New arts hub chief in at the deep end

PUBLISHED : Tuesday, 31 May, 2011, 12:00am
UPDATED : Tuesday, 31 May, 2011, 12:00am

There was irony in the timing of the announcement of a new chief of the West Kowloon Cultural District - during the city's annual international art fair - that would not have been lost on those who have followed the troubled project's 13-year birth pains. The vision of a world-class arts hub symbolised optimism about our city's future place in Asia. But it is the growing success of the fair that has vindicated that optimism, along with Hong Kong's emergence as the world's biggest auction centre after New York and London and the 'Asian hub' for international art dealing. Meanwhile, the West Kowloon arts hub remains a vision.
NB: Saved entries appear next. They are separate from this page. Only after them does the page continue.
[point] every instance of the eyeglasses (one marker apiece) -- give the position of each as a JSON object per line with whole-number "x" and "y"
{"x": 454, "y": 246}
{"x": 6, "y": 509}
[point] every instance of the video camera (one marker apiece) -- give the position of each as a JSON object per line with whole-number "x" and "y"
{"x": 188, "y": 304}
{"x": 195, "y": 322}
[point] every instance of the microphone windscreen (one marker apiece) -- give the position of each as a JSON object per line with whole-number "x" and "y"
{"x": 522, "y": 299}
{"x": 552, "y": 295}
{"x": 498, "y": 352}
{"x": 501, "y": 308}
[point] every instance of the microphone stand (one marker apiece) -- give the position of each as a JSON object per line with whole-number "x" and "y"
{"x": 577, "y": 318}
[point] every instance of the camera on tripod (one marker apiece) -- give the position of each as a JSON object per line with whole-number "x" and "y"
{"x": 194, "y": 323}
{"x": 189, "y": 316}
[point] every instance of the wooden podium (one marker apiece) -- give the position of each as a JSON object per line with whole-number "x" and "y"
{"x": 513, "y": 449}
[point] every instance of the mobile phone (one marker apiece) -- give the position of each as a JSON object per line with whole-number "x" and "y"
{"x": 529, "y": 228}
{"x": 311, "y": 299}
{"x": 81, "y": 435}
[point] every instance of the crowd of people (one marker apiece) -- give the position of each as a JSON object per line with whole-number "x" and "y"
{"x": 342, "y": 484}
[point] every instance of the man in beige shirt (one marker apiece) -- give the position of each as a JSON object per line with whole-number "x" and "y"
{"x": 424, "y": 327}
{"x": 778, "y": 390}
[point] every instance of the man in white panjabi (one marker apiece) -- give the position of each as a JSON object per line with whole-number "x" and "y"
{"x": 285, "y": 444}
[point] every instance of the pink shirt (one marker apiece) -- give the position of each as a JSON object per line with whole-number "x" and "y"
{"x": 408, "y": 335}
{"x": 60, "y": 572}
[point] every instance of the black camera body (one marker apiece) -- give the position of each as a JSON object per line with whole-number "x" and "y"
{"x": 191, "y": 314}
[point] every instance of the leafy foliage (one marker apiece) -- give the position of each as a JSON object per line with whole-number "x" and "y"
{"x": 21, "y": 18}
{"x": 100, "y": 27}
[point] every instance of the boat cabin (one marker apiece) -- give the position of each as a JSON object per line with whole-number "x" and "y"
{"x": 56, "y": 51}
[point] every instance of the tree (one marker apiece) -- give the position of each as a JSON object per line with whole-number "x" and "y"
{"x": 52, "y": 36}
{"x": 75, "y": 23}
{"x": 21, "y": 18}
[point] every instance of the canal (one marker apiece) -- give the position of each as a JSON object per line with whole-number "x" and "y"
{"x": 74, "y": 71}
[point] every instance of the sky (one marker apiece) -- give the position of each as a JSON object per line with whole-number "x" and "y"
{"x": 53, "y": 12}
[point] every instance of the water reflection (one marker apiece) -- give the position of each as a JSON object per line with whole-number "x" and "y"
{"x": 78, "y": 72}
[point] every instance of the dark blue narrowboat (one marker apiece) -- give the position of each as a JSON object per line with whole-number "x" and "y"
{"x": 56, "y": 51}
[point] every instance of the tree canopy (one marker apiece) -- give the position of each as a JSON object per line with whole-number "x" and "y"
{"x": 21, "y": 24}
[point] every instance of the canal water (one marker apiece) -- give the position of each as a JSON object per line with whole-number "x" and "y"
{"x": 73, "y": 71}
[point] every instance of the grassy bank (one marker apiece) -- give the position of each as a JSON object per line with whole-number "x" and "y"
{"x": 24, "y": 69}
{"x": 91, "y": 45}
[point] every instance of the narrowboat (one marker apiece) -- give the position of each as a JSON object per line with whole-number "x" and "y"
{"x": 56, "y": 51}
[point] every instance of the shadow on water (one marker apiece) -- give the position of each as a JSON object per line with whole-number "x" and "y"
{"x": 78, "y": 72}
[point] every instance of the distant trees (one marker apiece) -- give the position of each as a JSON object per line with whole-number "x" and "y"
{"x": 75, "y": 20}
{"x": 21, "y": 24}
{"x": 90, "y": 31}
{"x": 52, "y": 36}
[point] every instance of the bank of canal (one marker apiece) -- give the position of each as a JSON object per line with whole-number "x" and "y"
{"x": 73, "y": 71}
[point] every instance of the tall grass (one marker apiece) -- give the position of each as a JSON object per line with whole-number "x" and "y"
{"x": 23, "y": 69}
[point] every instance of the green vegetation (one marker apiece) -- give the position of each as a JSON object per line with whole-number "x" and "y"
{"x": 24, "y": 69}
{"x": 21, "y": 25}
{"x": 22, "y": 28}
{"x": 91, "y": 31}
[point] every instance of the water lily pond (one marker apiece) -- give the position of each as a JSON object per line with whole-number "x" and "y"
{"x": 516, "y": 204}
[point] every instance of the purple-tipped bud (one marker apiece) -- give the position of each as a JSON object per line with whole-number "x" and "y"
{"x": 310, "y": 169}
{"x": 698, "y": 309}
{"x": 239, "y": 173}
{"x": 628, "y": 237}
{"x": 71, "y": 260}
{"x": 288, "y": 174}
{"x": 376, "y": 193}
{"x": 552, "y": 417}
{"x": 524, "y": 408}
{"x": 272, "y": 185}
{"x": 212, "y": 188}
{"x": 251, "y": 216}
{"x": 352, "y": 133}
Australian Michael Lynch is its third chief and the second within a year. But it is reassuring to learn that he was the preferred choice last time. The former head of the Sydney Opera House and the South Bank Centre in London declined then for personal reasons. Now that he is on board, and a master plan has finally been adopted, it is surely time to just get on with the HK$21 billion project. We cannot afford another false start. The authority has also been plagued by high staff turnover. If the vision is not to end up making a laughing stock of Hong Kong, there is a need for stability and inspirational leadership, with united support from officials, lawmakers, the arts community and public alike.

The project seemed to have turned the corner after the appointment of Graham Sheffield, the former artistic director of the Barbican Centre in London, as chief executive. His departure late last year for health reasons was clouded by his appointment to a senior post in London within two months, giving rise to speculation that his real malaise was frustration with red tape and bureaucratic interference. If Lynch had any illusions about what he is taking on, they should have been dispelled by his introduction to the Hong Kong media, where he was repeatedly questioned about his health and felt compelled to explain that his age, 60, had not wearied him and that he used a cane because of the effects of polio when he was three. He could also have pointed out that someone more badly affected than he by polio served four terms as US president and led his country through its biggest war. Apart from all the other reasons for wishing him well, success might help correct ageist attitudes in an ageing society that forces talented and productive people into premature retirement.

Understandable concern has been expressed about whether Lynch can adapt to the local culture and ways of doing things. At least he has had the experience of adapting to local customs and bureaucracy in his London appointment. After Sheffield quit, it was suggested the chief executive get a deputy or chief operating officer to give him space for strategic thinking and a buffer against petty detail. That would be a good way of helping him get on with the job.